Once you work past the self-confident rhetoric, you realize the argument of these proponents is short on substance. Let us begin with some indisputable facts about Section 201 of our Constitution and Initiative 42.

  • Fact: Section 201 is the authority for the Legislature to act on all matters of education policy, not just spending.
  • Fact: The proposed amendment contains no reference to funding, the Mississippi Adequate Education Program or any other language that would limit Sec. 201 to spending decisions.
  • Fact: The proposed amendment deletes every reference to the Legislature in the section of our Constitution dealing with education.
  • Fact: The proposed amendment creates a "fundamental right" to an "adequate and efficient system of free public schools" and gives the chancery courts power to "enforce" this new standard through injunctive relief.
  • Fact: The proposed amendment says the "State" is liable for the satisfaction of this new standard.
  • Fact: Suits brought against the State will be filed in Hinds County Chancery Court if 42 passes.
  • Fact: Only the proposed amendment and not any explanation or interpretation becomes a part of the Constitution if 42 passes.

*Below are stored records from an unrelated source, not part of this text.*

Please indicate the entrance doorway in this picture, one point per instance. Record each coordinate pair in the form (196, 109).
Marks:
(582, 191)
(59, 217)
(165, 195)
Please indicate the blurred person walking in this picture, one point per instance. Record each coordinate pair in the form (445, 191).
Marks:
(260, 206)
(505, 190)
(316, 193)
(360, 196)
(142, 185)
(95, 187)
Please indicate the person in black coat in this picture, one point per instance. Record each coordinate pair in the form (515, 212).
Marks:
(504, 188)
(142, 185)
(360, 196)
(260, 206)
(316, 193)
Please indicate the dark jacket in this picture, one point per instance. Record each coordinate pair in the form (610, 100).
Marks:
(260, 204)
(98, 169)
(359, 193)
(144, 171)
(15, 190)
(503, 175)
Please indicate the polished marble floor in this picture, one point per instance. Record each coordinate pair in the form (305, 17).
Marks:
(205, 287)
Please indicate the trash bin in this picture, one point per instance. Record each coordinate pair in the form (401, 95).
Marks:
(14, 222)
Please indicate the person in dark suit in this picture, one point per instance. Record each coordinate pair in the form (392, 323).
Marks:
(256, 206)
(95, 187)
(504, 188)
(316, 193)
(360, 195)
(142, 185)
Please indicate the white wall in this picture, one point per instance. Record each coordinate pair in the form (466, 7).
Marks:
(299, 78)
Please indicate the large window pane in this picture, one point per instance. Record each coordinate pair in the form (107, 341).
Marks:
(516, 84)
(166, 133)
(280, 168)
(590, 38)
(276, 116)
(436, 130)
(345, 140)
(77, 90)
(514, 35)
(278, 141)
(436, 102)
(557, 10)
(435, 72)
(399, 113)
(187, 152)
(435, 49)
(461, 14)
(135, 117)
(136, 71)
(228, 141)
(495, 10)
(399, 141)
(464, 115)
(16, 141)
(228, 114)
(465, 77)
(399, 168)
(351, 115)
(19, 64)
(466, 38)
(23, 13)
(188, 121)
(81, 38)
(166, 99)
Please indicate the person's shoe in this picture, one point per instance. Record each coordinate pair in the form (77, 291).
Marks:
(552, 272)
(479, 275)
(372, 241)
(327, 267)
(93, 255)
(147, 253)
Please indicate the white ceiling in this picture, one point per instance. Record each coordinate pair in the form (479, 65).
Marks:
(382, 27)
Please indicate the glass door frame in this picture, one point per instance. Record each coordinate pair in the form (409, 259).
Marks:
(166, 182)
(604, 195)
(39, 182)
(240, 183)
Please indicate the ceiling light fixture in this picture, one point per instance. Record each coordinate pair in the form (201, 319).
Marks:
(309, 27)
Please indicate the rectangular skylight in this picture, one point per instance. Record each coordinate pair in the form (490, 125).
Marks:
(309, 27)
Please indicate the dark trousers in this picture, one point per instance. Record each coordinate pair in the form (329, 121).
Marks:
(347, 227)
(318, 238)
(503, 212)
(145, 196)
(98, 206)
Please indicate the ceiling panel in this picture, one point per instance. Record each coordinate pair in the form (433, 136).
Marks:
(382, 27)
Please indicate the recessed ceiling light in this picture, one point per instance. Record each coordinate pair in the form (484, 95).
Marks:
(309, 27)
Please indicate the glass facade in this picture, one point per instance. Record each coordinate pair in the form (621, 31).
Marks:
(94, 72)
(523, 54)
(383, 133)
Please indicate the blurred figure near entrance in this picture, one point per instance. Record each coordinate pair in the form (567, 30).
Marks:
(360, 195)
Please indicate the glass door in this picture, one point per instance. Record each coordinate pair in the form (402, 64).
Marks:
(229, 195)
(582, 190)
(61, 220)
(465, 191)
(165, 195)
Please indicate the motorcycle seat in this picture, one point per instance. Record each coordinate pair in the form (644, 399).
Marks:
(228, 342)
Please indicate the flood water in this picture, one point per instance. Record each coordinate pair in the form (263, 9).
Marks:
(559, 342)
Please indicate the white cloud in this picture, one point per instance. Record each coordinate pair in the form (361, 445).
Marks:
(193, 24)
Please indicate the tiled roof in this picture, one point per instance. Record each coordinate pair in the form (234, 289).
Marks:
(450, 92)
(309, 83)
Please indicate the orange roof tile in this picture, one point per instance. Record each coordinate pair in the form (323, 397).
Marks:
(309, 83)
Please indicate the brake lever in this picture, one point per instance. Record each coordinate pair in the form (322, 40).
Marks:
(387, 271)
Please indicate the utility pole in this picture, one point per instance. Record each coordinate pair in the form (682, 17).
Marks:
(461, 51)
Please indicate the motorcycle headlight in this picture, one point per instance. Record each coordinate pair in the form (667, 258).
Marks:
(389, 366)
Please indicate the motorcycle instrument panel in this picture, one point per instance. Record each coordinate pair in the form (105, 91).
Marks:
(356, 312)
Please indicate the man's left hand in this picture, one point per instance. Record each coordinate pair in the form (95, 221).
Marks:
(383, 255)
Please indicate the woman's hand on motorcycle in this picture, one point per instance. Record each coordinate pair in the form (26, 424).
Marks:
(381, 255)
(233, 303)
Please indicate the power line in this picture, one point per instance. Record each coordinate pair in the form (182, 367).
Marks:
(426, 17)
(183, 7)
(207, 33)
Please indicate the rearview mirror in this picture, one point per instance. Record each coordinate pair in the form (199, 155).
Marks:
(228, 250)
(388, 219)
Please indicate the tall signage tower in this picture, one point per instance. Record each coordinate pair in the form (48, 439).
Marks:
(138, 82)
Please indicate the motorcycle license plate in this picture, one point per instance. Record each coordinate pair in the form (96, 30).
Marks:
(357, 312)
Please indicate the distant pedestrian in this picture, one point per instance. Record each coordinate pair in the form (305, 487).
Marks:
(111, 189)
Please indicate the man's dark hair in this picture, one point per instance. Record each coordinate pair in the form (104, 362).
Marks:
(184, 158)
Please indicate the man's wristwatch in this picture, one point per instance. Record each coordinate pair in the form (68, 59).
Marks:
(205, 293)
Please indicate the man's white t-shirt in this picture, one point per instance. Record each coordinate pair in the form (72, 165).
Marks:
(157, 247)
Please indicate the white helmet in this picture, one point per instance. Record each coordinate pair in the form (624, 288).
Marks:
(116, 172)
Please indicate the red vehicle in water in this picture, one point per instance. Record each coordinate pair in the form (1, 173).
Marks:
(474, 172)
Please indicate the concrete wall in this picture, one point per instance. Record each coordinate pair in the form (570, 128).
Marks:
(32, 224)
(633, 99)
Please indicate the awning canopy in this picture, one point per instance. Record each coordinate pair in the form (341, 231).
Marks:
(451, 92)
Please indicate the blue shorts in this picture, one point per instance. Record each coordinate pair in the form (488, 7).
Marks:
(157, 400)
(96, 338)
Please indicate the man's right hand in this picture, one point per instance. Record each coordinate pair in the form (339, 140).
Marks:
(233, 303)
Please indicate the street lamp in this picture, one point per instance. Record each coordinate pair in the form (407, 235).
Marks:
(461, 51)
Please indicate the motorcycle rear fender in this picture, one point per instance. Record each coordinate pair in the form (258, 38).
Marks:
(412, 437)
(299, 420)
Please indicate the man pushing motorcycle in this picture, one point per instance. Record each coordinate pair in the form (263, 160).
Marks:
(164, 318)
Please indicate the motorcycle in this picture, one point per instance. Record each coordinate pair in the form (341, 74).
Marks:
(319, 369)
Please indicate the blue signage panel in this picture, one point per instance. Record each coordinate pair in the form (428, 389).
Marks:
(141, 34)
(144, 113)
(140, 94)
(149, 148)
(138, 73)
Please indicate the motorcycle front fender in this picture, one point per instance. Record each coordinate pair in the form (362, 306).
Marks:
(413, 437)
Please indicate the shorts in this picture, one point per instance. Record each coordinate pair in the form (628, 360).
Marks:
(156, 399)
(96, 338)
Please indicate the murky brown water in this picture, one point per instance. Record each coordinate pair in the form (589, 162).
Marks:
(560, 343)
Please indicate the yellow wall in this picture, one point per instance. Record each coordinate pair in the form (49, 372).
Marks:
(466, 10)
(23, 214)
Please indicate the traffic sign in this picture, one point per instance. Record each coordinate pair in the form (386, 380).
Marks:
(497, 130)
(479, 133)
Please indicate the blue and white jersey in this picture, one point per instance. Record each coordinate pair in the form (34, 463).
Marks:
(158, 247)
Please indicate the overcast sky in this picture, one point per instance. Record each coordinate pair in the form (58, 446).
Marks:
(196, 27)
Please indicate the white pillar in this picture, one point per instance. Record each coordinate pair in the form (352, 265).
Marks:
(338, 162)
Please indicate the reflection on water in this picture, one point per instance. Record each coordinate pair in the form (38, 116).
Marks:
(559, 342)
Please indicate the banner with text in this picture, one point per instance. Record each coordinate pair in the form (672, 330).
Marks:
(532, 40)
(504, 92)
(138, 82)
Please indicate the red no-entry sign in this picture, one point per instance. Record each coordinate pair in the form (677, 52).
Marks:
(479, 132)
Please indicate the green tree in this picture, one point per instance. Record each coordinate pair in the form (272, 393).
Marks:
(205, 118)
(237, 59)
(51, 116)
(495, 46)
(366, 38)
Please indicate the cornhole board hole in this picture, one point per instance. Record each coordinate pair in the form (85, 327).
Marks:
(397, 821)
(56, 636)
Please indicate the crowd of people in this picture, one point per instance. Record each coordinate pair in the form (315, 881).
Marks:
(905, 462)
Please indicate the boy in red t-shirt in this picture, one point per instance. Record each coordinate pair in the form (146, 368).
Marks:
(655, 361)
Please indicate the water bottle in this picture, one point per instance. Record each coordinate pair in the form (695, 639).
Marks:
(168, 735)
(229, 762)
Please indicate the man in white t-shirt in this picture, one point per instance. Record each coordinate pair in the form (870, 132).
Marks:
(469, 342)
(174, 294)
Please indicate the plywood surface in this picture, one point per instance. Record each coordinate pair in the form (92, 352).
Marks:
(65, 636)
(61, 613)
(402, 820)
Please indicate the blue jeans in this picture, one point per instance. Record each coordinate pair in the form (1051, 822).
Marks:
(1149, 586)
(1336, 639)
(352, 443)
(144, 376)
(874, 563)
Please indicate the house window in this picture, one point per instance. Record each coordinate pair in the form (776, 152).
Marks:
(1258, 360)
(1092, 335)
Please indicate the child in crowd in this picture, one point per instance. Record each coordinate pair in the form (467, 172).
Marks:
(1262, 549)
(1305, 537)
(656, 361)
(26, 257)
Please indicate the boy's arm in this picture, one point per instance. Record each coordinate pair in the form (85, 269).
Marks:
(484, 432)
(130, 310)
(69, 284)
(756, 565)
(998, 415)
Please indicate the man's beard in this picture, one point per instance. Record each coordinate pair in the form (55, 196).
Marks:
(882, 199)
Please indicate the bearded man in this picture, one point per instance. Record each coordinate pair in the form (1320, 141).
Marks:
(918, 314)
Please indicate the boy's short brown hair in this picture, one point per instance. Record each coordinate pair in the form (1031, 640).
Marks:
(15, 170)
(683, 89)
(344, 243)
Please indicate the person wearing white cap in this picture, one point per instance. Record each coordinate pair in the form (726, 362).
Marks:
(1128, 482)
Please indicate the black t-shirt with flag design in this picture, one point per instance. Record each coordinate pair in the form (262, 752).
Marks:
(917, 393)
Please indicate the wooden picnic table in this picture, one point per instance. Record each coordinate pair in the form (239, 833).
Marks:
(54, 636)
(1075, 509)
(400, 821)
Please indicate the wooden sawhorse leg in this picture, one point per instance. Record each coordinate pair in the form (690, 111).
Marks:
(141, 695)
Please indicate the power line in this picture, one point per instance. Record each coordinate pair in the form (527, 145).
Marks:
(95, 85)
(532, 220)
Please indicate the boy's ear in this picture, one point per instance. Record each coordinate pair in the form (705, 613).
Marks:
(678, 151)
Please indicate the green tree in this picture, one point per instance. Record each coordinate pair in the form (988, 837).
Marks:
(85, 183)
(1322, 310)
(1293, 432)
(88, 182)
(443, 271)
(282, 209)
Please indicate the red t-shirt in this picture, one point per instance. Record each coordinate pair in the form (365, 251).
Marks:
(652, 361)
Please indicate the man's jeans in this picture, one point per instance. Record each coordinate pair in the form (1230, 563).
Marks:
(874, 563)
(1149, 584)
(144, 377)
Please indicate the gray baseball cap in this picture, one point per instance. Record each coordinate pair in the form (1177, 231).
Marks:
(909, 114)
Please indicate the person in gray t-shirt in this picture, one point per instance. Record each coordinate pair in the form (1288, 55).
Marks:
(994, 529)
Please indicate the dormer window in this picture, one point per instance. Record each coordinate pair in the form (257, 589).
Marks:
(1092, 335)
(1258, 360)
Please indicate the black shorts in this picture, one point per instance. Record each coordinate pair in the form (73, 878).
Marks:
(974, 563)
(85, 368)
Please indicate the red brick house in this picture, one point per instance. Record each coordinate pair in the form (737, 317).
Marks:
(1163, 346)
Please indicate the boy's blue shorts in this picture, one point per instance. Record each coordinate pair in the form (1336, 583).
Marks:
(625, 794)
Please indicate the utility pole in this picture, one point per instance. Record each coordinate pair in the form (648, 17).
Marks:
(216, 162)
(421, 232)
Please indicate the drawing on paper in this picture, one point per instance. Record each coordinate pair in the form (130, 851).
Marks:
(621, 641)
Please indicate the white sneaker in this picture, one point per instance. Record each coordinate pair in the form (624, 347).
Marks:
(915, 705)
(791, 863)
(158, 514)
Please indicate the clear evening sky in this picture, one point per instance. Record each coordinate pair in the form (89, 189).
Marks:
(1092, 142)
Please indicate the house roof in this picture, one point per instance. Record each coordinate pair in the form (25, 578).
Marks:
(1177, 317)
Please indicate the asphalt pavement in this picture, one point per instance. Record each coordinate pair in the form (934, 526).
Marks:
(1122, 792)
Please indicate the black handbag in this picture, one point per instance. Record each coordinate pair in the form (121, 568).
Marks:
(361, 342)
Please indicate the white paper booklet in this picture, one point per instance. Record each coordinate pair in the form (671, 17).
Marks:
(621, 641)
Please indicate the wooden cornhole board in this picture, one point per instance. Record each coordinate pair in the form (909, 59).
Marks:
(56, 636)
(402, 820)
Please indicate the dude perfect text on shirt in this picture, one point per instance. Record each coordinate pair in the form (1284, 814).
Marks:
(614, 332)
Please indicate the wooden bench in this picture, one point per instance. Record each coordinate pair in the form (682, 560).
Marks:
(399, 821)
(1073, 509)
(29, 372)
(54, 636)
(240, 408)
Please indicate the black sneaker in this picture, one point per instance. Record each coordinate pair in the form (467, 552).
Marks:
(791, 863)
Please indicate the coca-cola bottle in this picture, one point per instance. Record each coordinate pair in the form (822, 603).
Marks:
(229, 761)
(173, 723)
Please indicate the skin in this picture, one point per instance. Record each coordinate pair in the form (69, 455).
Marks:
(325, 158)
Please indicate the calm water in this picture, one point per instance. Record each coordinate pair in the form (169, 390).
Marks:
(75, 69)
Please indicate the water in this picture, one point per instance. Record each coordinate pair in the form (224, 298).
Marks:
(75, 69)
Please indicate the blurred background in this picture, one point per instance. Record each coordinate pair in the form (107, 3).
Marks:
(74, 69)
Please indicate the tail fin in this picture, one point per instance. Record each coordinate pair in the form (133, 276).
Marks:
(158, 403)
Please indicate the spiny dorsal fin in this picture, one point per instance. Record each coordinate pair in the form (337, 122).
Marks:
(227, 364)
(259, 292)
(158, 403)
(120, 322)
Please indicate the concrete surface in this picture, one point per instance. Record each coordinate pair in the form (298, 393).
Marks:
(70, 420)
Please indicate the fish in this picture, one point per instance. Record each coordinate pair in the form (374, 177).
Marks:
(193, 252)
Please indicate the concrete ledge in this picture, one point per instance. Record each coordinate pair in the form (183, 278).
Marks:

What does this mean? If 42 passes, a single judge will be empowered to sit in judgment of whether our State--including Legislators, districts, schools and educators--is satisfying the newly created "adequate and efficient" standard. This new power given to the judiciary is almost entirely legislative in nature and is not limited by the amendment to funding decisions. It distorts bedrock concepts like representative government and separation of powers.

Proponents who emphasize the right to appeal in response to these arguments are missing the point.

The primary problem with 42's power shift is not which judge or judges will be making these judgments; it is that judges will be making legislative decisions at all.

These same proponents fail to address the practical concerns of how an appellate court will review entirely subjective policy decisions made by a lower court, the potential for a "sue and settle" scheme that would prevent appellate review, or what judicial control of education would do to Supreme Court races in Mississippi.

Voters should know that in any such appeal, the ultimate outcome may turn largely on the Chancellor's findings of fact, which are "presumed correct" and will not be second-guessed by our appellate courts unless "clearly erroneous." Thus, one chancellor -- for whom the overwhelming majority of Mississippians cannot vote --­ will wield enormous power over education decisions, notwithstanding that the Chancellor's decision may be appealed.

Voters should remember the discretion being transferred to the courts is extremely broad in scope. If 42 passes, lawyers will spend the next several decades fighting over the interpretation of the amendment and will steadily seek to expand the authority exercised by the court -- and taxpayers will foot the bill.

Signed by: Jim Herring, former member of Mississippi Court of Appeals; Rep. Mark Baker, attorney at law; Michael Dawkins, attorney at law; Trey C. Dellinger, attorney at law; Jeremy England, attorney at law; Spence Flatgard, attorney at law; Rep. Andy Gipson, attorney at law; Russell Latino, attorney at law; Philip Levy, attorney at law; Sen. Chris McDaniel, attorney at law; Richard G. Norris, attorney at law; Sharon Plunkett, attorney at law; Lyles Robinson, attorney at law; Bridgeforth Rutledge, attorney at law; Stewart Rutledge, attorney at law; Jenna Simmons, attorney at law; Matt Simmons, attorney at law; Rep. Jeff Smith, attorney at law; Ben Sones, attorney at law; Andy Taggart, attorney at law; Brad Touchstone, attorney at law; Sen. Michael Watson, attorney at law; E. Steve Williams, attorney at law; and Cory Wilson, attorney at law.